Falando a linguagem do adolescente para atrair audiência

A pesquisa de Fernando Oliveira, da Universidade Federal da Paraíba, identificou que jornalistas que atuam em programas de televisão, sites da Internet, jornais impressos e, principalmente, revistas voltados para o público adolescente estão se apropriando da gíria, conseguindo interagir e promover uma identificação maior com o seu público-alvo. Segundo ele,  esta prática tem provocado uma mudança nos moldes tradicionais do fazer jornalístico, privilegiando uma produção planejada, quase direcionada das notícias, atendendo, também, aos interesses comerciais das empresas, que conseguem angariar mais leitores.

Esse ponto de vista da linguagem é bastante original e traz descobertas interessantes. Segundo Oliveira, enquanto para muitos pais ou professores o uso de gírias por seus filhos e alunos representa falta de conhecimento linguístico, para os jornalistas que trabalham em veículos específicos voltados especificamente para o público adolescente, é uma preciosa ferramenta de atração.

“Vê-se que, mais do que um equívoco como defendem os puristas do jornalismo tradicional, a apropriação da linguagem adolescente pelos meios de comunicação é um acerto. A forma como os jovens falam é a expressão maior de seus sentimentos, demonstrando um pouco sobre sua vida social, namoro e família e, na medida em que o jornalista consegue reproduzir esta realidade através do que escreve, comunica-se melhor com o seu leitor, deixando o seu texto mais interativo”.
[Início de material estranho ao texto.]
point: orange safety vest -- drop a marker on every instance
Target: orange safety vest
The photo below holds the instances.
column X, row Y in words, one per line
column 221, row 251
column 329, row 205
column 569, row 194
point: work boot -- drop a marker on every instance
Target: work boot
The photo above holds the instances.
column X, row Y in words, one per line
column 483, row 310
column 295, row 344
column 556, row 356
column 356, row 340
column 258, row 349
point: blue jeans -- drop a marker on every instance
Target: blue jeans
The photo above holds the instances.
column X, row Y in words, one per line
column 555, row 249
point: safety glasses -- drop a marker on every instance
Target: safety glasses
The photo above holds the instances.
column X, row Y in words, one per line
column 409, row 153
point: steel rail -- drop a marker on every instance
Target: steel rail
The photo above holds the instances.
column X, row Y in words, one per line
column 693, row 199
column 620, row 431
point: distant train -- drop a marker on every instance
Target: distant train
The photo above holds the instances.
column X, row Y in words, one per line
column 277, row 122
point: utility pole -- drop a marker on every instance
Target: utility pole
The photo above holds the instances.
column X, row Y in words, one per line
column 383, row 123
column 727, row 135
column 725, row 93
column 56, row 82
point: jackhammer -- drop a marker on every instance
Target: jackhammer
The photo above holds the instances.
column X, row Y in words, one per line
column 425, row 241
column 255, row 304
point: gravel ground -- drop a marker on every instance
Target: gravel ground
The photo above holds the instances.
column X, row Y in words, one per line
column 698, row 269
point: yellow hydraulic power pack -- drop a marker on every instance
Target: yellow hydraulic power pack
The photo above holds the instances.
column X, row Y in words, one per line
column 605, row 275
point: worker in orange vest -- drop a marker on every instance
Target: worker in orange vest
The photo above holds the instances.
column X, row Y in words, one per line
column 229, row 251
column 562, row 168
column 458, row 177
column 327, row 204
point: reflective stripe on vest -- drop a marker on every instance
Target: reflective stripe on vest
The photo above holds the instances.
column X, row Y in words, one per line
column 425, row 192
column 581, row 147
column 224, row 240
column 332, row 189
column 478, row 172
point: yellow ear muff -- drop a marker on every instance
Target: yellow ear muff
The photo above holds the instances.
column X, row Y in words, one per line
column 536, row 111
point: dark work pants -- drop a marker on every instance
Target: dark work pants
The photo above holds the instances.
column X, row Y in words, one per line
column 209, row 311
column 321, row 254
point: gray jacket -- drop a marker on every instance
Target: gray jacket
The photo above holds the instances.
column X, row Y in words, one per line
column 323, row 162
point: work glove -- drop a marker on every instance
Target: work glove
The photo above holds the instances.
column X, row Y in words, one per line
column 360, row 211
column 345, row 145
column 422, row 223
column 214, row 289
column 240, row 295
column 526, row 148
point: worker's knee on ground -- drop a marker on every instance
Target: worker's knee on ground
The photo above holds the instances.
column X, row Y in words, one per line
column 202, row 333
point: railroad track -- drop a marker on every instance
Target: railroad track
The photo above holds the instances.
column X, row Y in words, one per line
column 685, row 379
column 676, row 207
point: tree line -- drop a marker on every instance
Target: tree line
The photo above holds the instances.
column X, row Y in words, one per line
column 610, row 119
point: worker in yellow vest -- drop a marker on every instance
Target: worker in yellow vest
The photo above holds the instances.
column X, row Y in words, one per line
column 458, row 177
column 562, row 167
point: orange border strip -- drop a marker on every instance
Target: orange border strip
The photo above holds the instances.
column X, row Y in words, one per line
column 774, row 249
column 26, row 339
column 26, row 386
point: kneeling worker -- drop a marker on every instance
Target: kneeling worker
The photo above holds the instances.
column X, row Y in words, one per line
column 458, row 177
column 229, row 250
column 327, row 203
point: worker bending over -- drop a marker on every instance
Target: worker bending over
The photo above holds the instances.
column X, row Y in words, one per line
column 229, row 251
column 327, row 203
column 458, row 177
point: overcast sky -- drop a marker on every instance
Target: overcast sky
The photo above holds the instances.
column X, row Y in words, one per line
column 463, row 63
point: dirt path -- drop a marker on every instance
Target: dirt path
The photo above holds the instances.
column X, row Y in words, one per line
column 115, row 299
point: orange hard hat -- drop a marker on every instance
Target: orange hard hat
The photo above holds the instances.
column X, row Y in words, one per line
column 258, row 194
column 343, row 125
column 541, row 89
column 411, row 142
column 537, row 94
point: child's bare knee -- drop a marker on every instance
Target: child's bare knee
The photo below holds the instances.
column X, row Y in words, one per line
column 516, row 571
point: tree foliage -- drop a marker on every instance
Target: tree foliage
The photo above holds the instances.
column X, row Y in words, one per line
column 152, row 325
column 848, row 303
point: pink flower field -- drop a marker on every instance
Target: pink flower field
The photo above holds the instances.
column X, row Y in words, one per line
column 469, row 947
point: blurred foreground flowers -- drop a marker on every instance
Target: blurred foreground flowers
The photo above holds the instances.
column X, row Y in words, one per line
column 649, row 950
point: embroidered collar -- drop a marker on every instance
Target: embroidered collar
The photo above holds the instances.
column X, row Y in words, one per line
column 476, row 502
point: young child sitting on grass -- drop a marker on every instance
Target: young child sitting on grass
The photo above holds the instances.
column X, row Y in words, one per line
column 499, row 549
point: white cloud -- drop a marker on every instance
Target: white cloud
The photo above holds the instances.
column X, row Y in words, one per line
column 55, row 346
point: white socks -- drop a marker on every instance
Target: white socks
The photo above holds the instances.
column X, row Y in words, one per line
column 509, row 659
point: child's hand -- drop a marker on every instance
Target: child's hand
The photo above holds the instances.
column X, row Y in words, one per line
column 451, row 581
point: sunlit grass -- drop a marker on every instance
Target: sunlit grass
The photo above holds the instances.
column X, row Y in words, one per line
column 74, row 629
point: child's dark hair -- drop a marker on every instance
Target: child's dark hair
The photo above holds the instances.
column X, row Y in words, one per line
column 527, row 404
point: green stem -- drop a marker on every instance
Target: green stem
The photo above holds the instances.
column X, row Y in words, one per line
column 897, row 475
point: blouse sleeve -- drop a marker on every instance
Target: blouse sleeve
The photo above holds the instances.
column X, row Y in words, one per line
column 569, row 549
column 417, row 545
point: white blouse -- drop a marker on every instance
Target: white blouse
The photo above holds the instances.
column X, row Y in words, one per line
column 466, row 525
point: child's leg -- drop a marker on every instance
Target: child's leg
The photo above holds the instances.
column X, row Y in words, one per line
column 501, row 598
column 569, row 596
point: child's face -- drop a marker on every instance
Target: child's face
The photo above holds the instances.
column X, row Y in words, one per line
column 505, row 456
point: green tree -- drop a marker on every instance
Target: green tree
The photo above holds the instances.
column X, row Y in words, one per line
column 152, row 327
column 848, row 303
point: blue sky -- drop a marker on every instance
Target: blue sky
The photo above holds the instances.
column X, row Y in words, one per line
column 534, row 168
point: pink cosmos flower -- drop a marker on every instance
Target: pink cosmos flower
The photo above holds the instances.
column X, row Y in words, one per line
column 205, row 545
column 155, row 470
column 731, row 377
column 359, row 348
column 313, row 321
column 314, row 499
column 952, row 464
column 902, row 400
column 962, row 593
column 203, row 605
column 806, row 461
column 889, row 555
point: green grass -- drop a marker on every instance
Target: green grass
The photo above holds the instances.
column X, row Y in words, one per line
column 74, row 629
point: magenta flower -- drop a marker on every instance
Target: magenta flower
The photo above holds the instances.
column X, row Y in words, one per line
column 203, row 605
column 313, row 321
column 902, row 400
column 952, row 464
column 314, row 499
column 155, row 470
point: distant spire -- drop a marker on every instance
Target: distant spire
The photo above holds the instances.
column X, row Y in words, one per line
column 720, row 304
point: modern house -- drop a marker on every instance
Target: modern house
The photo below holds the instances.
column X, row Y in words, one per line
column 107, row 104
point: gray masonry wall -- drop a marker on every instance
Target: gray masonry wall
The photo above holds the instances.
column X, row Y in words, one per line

Oliveira analisou edições da revista Atrevidinha, feita por jornalistas para adolescentes. Ele afirma que, embora revistas como essa sejam editadas e escritas por jornalistas que tentar apreender ao máximo o modo de falar dos jovens, reproduzindo-o em seus textos, ela ainda segue preceitos do jornalismo tradicional, especialmente no que se refere ao critério de escolha das pautas e às técnicas de entrevista e pesquisa jornalística. “Mesmo do ponto de vista da linguagem, é possível perceber a coerência jornalística necessária para um texto de revista, acontecendo apenas uma adaptação à forma de apresentação das notas, matérias e reportagens publicadas”, conclui.